Grape::OAuth2.configure do |config|
  # ...

  config.token_generator_class_name = 'SomeTokenGenerator'
end

Process token on Refresh (protect against Replay Attacks)

If you want to do something with the original Access Token that was used with the Refresh Token Flow, then you need to setup on_refresh configuration option. By default Grape::OAuth2 gem does nothing on token refresh and that option is set to :nothing. You can set it to the symbol (in that case Access Token instance must respond to it) or block. Look at the examples:

Grape::OAuth2.configure do |config|
  # ...

  config.on_refresh = :destroy # will call :destroy method (`refresh_token.destroy`)
end
Grape::OAuth2.configure do |config|
  # ...

  config.on_refresh do |refresh_token|
    refresh_token.destroy

    MyAwesomeLogger.info("Token ##{refresh_token.id} was destroyed on refresh!")
  end
end

Errors (exceptions) handling

You can add any exception class from the rack-oauth2 gem (like Rack::OAuth2::Server::Resource::Bearer::Unauthorized) to the rescue_from if you need to return some special response.

Example:

module Twitter
  class API < Grape::API
    include Grape::OAuth2.api

    # ...

    rescue_from Rack::OAuth2::Server::Authorize::BadRequest do |e|
      error!({ status: e.status, description: e.description, error: e.error}, 400)
    end
  end
end

Do not forget to meet the OAuth 2.0 specification.

Example App

If you want to see the gem in action then you can look at sample app (deployable to Heroku).

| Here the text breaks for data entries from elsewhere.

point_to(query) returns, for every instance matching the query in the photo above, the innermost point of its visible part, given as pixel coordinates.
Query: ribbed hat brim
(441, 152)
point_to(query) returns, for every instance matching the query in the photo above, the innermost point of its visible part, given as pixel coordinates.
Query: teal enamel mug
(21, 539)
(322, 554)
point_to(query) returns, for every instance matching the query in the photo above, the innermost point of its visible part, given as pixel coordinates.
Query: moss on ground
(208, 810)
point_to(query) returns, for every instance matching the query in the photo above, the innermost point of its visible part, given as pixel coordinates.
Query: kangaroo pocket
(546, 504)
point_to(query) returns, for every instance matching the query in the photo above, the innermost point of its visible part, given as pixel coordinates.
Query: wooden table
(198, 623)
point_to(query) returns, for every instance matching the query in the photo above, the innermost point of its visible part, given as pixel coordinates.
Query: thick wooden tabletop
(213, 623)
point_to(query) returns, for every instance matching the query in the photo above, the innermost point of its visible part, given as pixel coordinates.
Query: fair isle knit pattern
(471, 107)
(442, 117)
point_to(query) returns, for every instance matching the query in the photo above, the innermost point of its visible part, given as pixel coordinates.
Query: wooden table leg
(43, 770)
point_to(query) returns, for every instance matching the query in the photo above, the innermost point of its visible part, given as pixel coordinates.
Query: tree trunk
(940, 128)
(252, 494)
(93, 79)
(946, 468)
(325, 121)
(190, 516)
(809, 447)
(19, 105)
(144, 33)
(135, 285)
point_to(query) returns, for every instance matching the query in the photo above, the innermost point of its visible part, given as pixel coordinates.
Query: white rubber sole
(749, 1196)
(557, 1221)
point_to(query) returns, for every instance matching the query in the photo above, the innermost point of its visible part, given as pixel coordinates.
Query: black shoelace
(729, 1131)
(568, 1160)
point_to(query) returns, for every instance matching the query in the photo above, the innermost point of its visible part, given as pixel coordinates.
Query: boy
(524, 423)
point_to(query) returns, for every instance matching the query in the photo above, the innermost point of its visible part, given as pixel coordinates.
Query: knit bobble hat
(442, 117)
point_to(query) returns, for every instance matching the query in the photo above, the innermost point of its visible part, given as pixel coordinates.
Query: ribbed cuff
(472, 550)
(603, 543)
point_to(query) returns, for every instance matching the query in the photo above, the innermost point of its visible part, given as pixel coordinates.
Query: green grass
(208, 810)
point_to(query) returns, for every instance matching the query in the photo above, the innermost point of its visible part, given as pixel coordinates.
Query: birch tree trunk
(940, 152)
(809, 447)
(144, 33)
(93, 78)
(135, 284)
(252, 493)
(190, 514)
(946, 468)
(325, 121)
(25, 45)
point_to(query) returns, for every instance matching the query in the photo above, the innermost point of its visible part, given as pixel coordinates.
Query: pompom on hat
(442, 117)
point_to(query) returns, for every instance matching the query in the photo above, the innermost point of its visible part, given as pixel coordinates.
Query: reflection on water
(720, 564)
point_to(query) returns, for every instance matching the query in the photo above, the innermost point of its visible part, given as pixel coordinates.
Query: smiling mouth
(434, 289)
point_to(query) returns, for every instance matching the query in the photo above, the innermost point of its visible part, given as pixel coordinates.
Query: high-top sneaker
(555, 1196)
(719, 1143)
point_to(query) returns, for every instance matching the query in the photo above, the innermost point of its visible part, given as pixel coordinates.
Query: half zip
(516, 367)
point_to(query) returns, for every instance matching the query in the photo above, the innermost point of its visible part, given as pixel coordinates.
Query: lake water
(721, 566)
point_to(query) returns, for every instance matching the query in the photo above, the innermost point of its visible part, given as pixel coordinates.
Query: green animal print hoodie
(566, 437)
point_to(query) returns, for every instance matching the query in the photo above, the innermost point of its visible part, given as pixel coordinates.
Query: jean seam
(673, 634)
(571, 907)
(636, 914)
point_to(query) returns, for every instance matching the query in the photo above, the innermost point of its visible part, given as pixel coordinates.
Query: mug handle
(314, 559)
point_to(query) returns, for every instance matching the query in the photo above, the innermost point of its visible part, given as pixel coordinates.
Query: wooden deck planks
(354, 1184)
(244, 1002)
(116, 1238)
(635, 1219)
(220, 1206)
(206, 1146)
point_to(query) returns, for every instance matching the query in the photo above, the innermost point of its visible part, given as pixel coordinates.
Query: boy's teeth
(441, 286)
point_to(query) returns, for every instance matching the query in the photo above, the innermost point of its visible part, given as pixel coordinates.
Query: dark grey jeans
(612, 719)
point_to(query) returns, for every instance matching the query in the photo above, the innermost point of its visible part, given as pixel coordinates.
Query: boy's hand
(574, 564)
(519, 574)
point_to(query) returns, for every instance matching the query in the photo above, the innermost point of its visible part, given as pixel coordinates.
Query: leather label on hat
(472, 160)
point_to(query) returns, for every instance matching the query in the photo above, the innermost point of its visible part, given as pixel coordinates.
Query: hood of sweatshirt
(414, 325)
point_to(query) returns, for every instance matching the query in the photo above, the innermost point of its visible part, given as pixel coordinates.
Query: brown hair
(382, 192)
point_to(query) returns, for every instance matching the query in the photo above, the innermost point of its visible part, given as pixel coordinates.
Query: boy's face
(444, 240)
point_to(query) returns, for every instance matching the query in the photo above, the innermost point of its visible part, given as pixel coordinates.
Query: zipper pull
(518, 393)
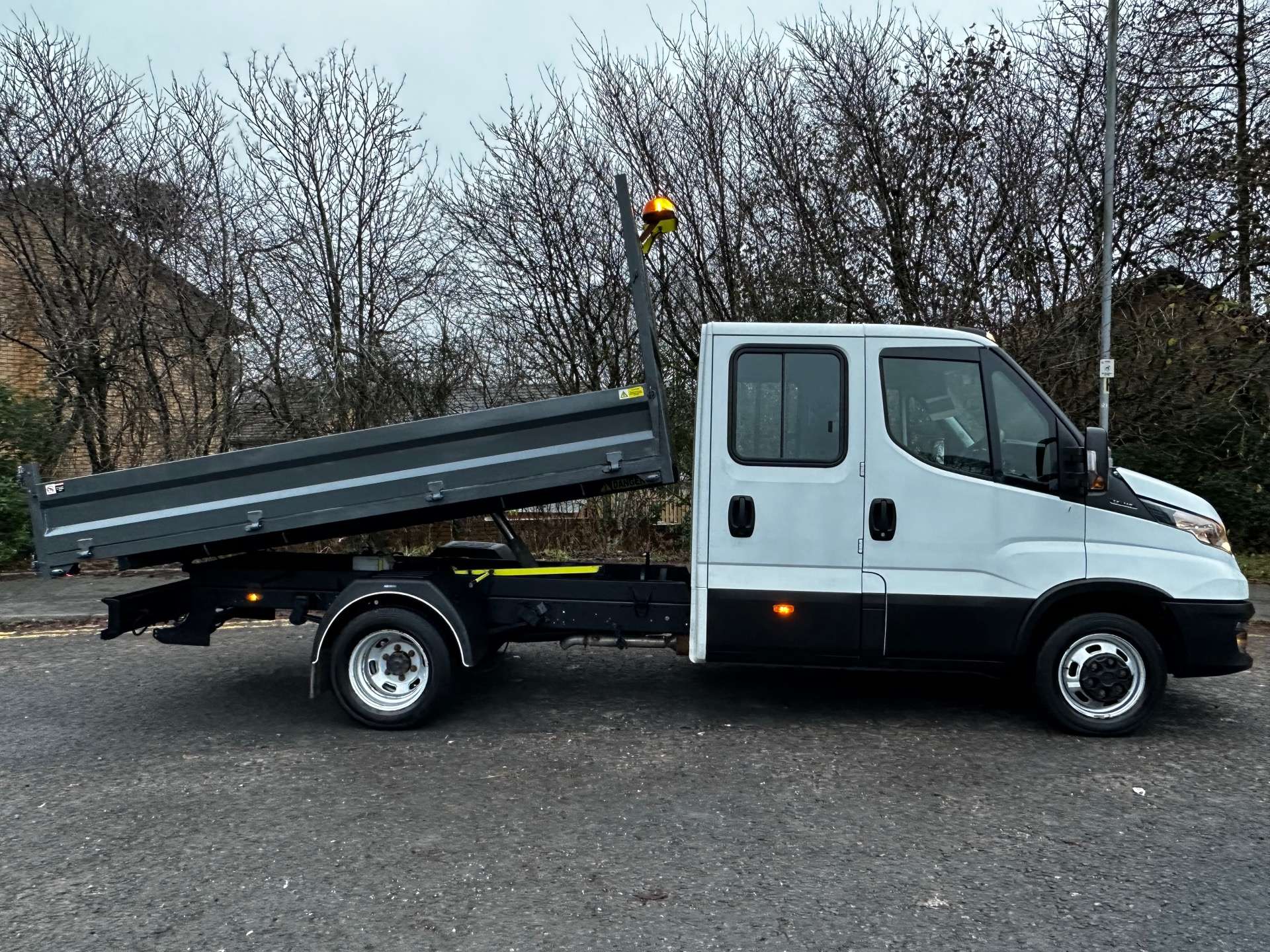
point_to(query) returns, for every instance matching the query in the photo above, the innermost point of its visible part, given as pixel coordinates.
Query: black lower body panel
(1208, 635)
(870, 630)
(818, 627)
(962, 627)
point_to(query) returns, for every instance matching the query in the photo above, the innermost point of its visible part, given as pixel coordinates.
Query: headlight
(1210, 532)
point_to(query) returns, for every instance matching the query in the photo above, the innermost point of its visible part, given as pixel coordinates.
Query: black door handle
(882, 520)
(741, 517)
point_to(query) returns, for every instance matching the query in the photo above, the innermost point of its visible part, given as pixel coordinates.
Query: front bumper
(1206, 637)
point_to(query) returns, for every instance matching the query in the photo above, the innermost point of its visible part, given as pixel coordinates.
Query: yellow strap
(479, 574)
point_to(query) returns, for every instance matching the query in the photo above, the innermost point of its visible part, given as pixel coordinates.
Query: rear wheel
(1100, 674)
(390, 668)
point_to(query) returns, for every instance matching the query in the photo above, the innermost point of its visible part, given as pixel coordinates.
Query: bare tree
(343, 252)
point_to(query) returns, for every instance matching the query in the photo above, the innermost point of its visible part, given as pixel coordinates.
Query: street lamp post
(1107, 366)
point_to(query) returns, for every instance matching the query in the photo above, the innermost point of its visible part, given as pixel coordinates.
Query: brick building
(171, 391)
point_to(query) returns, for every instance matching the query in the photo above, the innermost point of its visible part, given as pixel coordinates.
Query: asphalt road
(173, 797)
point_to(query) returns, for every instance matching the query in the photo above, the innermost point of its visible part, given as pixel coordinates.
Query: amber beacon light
(659, 218)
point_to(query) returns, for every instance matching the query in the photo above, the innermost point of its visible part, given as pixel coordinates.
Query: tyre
(390, 669)
(1100, 674)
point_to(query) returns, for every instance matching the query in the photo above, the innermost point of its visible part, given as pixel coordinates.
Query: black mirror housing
(1071, 465)
(1097, 459)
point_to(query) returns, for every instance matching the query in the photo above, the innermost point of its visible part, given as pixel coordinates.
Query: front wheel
(1100, 674)
(390, 669)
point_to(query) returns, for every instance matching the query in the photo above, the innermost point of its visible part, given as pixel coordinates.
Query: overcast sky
(459, 58)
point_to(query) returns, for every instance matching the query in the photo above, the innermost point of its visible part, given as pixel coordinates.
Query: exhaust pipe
(622, 643)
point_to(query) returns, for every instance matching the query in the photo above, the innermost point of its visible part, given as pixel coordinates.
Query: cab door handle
(882, 520)
(741, 517)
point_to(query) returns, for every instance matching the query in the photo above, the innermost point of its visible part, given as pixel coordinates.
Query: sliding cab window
(786, 407)
(937, 411)
(1027, 428)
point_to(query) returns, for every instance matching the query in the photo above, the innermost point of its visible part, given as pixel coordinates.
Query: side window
(786, 407)
(935, 411)
(1029, 442)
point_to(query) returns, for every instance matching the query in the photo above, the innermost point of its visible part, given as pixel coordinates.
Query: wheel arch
(1138, 601)
(419, 597)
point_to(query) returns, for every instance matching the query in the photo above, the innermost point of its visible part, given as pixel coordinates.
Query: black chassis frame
(472, 604)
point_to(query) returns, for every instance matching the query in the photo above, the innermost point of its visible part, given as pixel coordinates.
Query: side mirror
(1097, 460)
(1071, 465)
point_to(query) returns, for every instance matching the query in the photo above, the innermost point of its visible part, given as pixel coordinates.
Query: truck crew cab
(898, 496)
(864, 496)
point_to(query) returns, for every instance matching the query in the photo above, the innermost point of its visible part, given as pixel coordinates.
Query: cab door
(964, 521)
(785, 498)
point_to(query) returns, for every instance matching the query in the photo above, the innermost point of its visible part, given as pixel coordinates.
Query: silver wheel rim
(388, 670)
(1105, 662)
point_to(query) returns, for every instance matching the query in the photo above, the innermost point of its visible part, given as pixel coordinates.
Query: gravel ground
(172, 797)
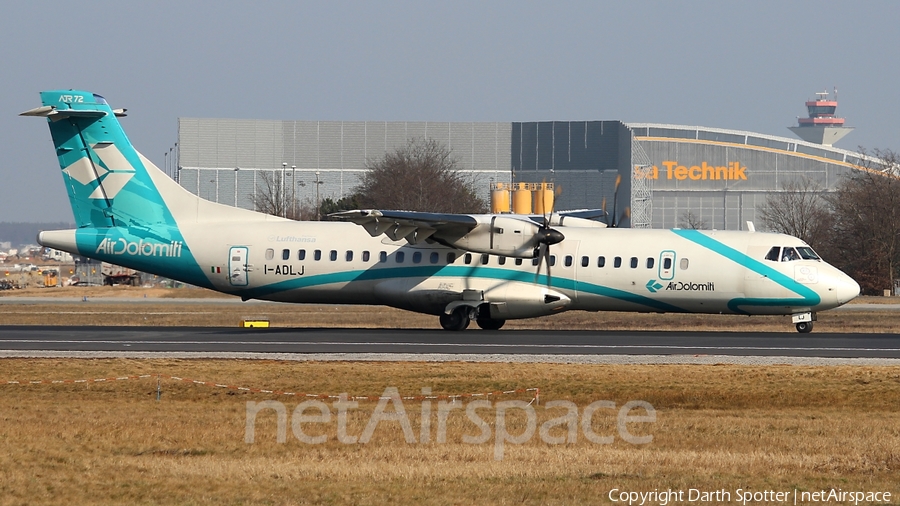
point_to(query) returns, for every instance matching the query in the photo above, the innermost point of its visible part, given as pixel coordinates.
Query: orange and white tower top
(822, 126)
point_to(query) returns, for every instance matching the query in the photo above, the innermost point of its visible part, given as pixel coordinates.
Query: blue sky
(741, 65)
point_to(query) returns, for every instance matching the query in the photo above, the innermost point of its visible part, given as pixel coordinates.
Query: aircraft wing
(415, 227)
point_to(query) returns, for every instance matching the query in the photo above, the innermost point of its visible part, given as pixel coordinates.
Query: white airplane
(487, 268)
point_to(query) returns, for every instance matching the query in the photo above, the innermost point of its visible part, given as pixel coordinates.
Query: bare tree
(692, 221)
(866, 213)
(420, 176)
(271, 197)
(800, 209)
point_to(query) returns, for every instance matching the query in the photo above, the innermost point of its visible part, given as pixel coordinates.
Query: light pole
(317, 194)
(235, 185)
(283, 210)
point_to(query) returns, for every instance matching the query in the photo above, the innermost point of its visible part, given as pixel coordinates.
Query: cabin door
(237, 265)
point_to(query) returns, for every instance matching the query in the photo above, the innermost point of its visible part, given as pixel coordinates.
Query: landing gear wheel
(457, 320)
(490, 323)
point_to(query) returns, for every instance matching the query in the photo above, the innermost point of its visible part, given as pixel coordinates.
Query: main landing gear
(461, 316)
(804, 321)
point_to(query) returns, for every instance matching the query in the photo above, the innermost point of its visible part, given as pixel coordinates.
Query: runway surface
(471, 342)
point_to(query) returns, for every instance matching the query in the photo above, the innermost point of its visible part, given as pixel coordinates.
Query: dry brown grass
(106, 311)
(718, 427)
(117, 306)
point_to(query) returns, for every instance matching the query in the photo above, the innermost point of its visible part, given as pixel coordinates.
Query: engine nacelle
(501, 235)
(509, 301)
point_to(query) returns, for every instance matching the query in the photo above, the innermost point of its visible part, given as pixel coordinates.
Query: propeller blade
(547, 260)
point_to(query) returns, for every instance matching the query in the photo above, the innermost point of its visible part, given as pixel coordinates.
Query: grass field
(717, 427)
(105, 306)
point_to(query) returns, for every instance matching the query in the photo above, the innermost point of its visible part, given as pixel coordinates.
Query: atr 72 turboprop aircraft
(487, 268)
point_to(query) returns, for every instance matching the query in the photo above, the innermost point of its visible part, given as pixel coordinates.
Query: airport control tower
(822, 126)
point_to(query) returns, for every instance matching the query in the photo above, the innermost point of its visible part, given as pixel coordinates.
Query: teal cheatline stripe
(808, 296)
(634, 298)
(456, 272)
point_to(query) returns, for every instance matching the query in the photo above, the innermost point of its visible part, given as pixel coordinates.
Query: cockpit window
(807, 253)
(789, 255)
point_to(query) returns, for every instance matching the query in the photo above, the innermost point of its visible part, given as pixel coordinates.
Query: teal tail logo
(653, 286)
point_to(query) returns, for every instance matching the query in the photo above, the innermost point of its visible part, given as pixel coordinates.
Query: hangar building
(670, 174)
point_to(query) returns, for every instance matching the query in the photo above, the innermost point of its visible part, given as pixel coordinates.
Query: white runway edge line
(458, 345)
(536, 392)
(468, 357)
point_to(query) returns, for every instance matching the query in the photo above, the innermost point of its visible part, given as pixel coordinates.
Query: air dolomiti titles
(148, 249)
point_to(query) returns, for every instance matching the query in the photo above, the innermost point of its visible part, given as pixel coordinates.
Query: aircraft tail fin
(107, 180)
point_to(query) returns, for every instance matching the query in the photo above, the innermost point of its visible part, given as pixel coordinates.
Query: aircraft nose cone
(847, 289)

Or you can take a look at the sample applications in the "spec/dummy" project directory.

Contributing

You are very welcome to help improve grape_oauth2 if you have suggestions for features that other people can use.

To contribute:

  1. Fork the project.
  2. Create your feature branch (git checkout -b my-new-feature).
  3. Implement your feature or bug fix.
  4. Add documentation for your feature or bug fix.
  5. Add tests for your feature or bug fix.
  6. Run rake to make sure all tests pass.
  7. Commit your changes (git commit -am 'Add new feature').
  8. Push to the branch (git push origin my-new-feature).
  9. Create new pull request.

Thanks.

License

Grape::OAuth2 gem is released under the MIT License.